Keemun or Qimen black teas are named after Qimen town in Anhui province of China. Qimen is known for its fine green teas (e.g., Huang Shan Mao Feng) and did not start producing black teas until 1876 when Yu Ganchen retired from Fujian to his native village of Qimen.  Mr. Yu applied the processing techniques he observed while he was a government official in Fujian to manufacturing black teas.  Keemun black has been a favorite in breakfast blends.

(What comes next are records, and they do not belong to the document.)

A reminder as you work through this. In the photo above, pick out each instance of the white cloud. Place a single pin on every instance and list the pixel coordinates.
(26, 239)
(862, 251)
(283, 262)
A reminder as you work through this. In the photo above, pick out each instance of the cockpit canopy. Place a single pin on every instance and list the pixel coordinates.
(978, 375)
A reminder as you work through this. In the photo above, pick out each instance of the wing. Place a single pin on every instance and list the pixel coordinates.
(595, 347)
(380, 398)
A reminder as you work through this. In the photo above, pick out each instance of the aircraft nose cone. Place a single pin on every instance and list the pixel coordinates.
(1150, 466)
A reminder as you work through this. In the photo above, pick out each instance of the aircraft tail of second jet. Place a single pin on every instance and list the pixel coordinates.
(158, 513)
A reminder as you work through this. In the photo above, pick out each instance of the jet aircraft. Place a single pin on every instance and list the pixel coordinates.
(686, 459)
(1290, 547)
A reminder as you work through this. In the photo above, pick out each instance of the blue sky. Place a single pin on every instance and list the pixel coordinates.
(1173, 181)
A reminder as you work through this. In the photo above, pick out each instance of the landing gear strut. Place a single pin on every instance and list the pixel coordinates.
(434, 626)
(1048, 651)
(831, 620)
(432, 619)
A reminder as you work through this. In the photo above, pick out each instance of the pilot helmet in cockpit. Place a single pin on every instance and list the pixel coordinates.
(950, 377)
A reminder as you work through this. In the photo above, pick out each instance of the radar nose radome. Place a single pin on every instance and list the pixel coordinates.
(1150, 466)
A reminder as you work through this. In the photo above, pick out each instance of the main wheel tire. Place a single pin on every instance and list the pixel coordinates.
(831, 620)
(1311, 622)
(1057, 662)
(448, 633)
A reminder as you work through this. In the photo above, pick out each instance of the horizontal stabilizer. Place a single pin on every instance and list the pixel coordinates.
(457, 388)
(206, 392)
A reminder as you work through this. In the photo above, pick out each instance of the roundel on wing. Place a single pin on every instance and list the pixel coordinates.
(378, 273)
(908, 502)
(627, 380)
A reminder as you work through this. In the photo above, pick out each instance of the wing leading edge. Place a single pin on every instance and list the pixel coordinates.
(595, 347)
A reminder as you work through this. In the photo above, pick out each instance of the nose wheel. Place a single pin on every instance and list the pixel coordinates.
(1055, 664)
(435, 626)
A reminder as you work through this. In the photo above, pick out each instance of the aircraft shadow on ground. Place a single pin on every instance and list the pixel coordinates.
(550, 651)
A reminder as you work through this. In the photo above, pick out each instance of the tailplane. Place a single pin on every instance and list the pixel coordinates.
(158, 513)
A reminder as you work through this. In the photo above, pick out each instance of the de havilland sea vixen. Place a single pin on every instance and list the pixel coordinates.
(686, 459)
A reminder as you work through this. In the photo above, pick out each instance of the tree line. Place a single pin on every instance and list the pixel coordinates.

Two of the Keemun black teas are Mao Feng and Hoa Ya A.   Keemun Mao Feng is likely from the same tea bushes that yield Huang Shan Mao Feng green tea.  Mao Feng simply means fur peak or young downy buds.  Keemum Hoa Ya A is also a bud tea (Hoa Ya). The 'A' indicates that it is a highest grade.  Hoa Ya B is a lower grade.

Keemun Mao Feng
Type:  Black     Producing Country: China    Preparation:  95°C 4 Min

Dry Leaf:  The twisted dark leaves are quite herbaceous.
Wet Leaf:  The leaves are a bit smoky and wet-mossy.
Liquor:      The amber brown tea is smooth and slightly smoky.  It is not astringent but lacks complexity and cocoa notes.

Tee Score: 3 out of 5


Keemun Hoa Ya A

Type:  Black     Producing Country: China    Preparation:  95°C 4 Min

Dry Leaf:  The small black pieces have notes of spices, dried mushrooms and anise.
Wet Leaf:  The leaves smell floral and wicker-like.
Liquor:      The brown tea is full-bodied, rounded, smooth and not astringent.  It has nice cocoa and molasses notes.  It is not smoky.